Because of her gifts, Sybil had been enrolled the College of the Divine. There, she’d learned to hone her power and had been chosen by Apollo specifically to become his public relations manager. Without her gift, the job Sybil had spent the last four years training for was not attainable. Even if she had retained her powers, Persephone wasn’t sure anyone would hire a disgraced oracle, especially one Apollo had fired. Apollo was the golden god. He’d been named Delphi Divine’s God of the Year seven years in a row, only losing the title once after Zeus struck the magazine’s building with lightning in protest.

“He can’t do that!” Persephone exploded. She didn’t care how beloved the God of Music was, he didn’t deserve that respect if he punished people just because they didn’t want to date him.

“He can do anything,” Sybil said. “He’s a god.”

“That doesn’t make it right,” she argued.

“Right, wrong, fair, unfair—it’s not really the world we live in, Persephone. The gods punish.”

Those words made Persephone shudder, and the worst part was, she knew it was true. The gods used mortals as their playthings and cast them aside when they got angry or bored. Life was nothing to them because they had eternity.

“I wouldn’t even mind being fired, but who will hire me now?” Sybil said, her voice desolate. “I just don’t know what to do. I can’t go home. My mother and father disowned me when I applied for the College of the Divine.”

“You can work with me,” Lexa offered, looking at Persephone as if to say, can’t she?

“I’ll ask Hades,” Persephone promised. “I’m sure they can use more help at the foundation.”

“And you can stay with us,” Lexa added. “Until you are on your feet again.”

Sybil looked skeptical. “I don’t want to inconvenience you.”

Lexa scoffed. “You would not be an inconvenience. You can keep me company while Persephone’s in the Underworld. Hell, you can probably have her room. It’s not like she’s here most nights anyway.”

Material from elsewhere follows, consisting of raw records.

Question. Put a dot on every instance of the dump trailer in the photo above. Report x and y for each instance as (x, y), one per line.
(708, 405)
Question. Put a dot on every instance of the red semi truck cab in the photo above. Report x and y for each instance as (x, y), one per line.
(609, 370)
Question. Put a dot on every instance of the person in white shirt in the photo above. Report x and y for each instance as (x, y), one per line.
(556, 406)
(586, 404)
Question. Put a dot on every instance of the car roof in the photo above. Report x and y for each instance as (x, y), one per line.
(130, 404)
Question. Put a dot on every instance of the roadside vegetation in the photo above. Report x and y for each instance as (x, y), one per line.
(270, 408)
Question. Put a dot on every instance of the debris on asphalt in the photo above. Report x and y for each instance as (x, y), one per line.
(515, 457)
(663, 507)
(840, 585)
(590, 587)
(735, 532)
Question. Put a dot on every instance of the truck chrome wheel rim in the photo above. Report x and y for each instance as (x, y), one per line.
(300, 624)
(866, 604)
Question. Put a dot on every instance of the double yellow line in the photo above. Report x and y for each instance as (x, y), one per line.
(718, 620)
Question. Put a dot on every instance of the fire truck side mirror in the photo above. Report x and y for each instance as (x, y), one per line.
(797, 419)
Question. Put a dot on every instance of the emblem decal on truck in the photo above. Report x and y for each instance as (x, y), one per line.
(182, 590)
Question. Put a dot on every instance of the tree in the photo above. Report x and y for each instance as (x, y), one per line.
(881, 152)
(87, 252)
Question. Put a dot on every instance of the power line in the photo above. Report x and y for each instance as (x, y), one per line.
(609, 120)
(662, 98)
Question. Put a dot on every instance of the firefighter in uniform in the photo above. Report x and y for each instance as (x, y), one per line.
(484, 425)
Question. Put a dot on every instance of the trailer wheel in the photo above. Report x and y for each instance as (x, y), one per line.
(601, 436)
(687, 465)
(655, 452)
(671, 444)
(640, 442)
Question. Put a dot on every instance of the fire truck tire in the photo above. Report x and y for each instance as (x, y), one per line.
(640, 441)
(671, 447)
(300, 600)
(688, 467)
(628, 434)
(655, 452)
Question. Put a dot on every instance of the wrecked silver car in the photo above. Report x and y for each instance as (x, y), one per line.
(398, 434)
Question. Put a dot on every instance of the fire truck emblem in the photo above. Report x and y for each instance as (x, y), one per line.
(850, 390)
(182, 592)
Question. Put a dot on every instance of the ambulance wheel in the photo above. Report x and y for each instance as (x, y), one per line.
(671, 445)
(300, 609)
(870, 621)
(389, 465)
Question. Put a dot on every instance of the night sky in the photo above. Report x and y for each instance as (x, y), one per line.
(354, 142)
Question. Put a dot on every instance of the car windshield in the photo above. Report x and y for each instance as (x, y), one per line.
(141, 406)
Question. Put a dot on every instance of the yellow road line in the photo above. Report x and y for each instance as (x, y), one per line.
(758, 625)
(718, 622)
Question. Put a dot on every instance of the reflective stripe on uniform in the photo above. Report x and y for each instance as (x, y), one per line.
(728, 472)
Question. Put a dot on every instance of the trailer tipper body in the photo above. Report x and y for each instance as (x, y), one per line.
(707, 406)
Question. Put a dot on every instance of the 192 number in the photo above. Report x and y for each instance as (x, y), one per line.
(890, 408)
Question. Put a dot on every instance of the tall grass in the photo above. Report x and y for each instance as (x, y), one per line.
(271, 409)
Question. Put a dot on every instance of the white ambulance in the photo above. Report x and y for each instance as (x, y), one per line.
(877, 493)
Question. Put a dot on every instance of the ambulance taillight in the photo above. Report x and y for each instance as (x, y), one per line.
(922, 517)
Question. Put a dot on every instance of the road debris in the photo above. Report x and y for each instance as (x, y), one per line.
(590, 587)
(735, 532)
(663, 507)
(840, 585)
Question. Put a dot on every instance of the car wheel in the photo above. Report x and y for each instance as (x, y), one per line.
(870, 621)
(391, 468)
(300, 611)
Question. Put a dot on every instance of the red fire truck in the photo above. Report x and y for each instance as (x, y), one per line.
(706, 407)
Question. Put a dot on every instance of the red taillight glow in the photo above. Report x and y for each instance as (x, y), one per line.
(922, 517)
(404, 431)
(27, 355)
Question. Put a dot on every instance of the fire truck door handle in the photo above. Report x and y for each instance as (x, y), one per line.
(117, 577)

Persephone gave Lexa a playful push and Sybil laughed. “I don’t want your room.”

“You might as well crash there. Lexa’s not wrong.”

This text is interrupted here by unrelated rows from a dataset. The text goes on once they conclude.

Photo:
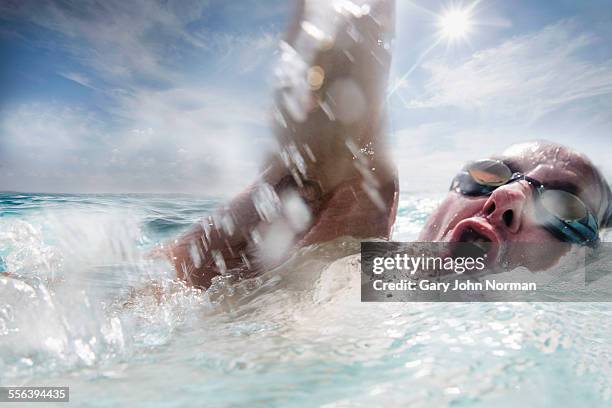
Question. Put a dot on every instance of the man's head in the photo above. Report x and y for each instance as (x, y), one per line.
(510, 213)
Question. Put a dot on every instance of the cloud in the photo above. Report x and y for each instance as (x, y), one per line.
(527, 76)
(179, 140)
(160, 118)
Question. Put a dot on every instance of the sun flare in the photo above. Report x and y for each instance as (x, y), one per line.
(455, 24)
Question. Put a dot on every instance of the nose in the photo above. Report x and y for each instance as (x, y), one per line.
(505, 207)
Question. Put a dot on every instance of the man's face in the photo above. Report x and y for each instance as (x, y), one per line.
(508, 214)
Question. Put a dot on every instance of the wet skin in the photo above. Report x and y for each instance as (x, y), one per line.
(508, 214)
(342, 173)
(349, 183)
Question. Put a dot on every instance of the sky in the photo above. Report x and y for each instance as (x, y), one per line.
(174, 96)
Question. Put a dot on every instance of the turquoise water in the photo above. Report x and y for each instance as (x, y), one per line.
(85, 308)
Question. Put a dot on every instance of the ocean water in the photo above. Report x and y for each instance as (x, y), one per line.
(85, 308)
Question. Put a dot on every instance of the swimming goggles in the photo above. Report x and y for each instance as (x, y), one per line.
(563, 214)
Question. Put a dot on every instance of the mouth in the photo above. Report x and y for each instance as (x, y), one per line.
(475, 238)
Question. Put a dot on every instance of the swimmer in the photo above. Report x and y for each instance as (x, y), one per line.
(333, 177)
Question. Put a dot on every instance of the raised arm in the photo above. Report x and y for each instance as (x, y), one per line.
(332, 176)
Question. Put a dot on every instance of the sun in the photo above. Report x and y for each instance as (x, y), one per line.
(455, 24)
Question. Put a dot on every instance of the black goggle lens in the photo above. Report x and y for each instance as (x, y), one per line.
(563, 205)
(493, 173)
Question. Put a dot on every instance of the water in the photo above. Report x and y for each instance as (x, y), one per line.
(89, 310)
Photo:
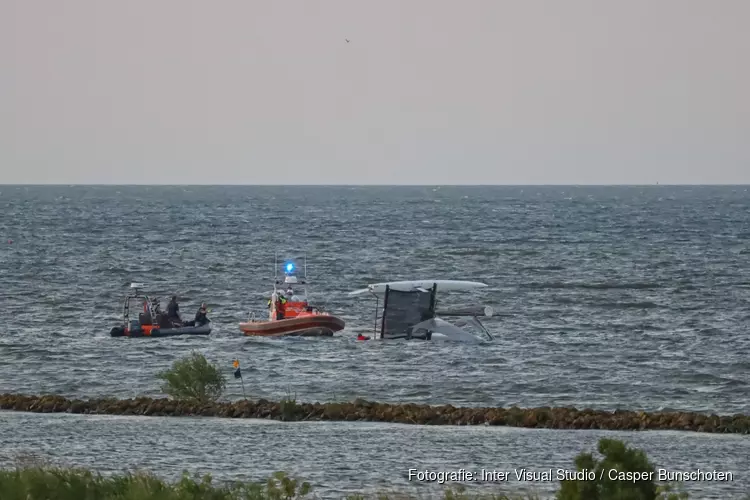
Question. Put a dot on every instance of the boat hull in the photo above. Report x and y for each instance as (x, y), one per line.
(319, 325)
(160, 332)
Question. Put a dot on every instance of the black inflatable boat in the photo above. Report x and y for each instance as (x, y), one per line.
(152, 322)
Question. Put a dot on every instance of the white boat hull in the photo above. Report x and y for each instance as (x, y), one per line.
(406, 286)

“Of course, I’m not wrong. If I was sleeping with Hades, I wouldn’t be in my room, either.”

Persephone reached for a pillow and smacked Lexa.

It was the wrong thing to do.

Lexa shrieked like a banshee and reached for a cushion swinging wildly. Persephone dodged the blow, which left Sybil to take the brunt of it.

Lexa dropped the pillow.

“Oh, my gods, Sybil, I am so sorry—”

But Sybil took up a pillow, too, and smashed it into the side of Lexa’s face.

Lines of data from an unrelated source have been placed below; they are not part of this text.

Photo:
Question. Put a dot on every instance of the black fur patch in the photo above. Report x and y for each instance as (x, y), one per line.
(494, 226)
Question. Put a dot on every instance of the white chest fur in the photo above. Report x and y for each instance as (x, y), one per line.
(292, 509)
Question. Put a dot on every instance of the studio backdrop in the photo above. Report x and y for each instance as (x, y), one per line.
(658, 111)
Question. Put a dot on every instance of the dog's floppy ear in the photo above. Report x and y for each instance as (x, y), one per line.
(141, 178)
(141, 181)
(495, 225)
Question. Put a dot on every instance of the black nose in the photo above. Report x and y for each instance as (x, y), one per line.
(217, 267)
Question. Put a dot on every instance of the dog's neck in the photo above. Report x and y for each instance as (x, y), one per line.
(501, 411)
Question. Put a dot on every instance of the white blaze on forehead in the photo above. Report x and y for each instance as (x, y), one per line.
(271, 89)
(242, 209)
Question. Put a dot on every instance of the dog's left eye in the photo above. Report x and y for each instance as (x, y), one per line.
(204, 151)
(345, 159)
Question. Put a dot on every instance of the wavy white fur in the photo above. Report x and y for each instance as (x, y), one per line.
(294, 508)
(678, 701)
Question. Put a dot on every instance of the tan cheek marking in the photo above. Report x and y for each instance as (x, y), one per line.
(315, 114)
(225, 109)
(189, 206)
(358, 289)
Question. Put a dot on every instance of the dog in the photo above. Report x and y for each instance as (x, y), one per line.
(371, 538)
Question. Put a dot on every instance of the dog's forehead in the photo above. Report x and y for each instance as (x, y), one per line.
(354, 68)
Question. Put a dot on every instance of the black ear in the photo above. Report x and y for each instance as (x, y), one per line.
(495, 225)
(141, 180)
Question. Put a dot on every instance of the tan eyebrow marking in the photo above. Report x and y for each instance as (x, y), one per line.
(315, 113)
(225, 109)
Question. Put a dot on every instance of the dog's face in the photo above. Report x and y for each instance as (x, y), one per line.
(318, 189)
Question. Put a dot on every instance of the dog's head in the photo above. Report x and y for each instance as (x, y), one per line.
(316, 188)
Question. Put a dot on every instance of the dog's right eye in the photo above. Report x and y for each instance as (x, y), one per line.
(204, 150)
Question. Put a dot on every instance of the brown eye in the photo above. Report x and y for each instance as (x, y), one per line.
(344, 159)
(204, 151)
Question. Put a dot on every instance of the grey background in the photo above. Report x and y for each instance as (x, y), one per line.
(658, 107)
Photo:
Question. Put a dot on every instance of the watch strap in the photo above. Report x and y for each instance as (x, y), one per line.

It wasn’t long before the three were locked in battle, chasing one another around the living room, delivering and taking hits until they collapsed in a heap on the couch, breathless and giggling.

Even Sybil seemed to be enjoying herself, the last few hours of her life momentarily forgotten. She sighed and said, “I wish all days were this happy.”

“They will be,” said Lexa. “You live with us now.”

By the time the pillows were returned to their place, the pizza had arrived. The delivery guy apologized profusely and explained that traffic had been backed up due to protests.

“Protests?” Persephone asked.

“It’s the Impious,” he said. “Protesting the upcoming Panhellenic Games.”

“Oh.”

The Impious were a group of mortals who rejected the gods, choosing fairness, freewill, and freedom over worship and sacrifice. Persephone wasn’t all that surprised that they’d showed up to protest the Games, but it was kind of unexpected, given that the Impious had kept a low profile for the last few years. She really hoped they stuck to peaceful protesting and didn’t escalate—a lot of people would be out and about for the festivities—Persephone, Lexa, and Sybil included.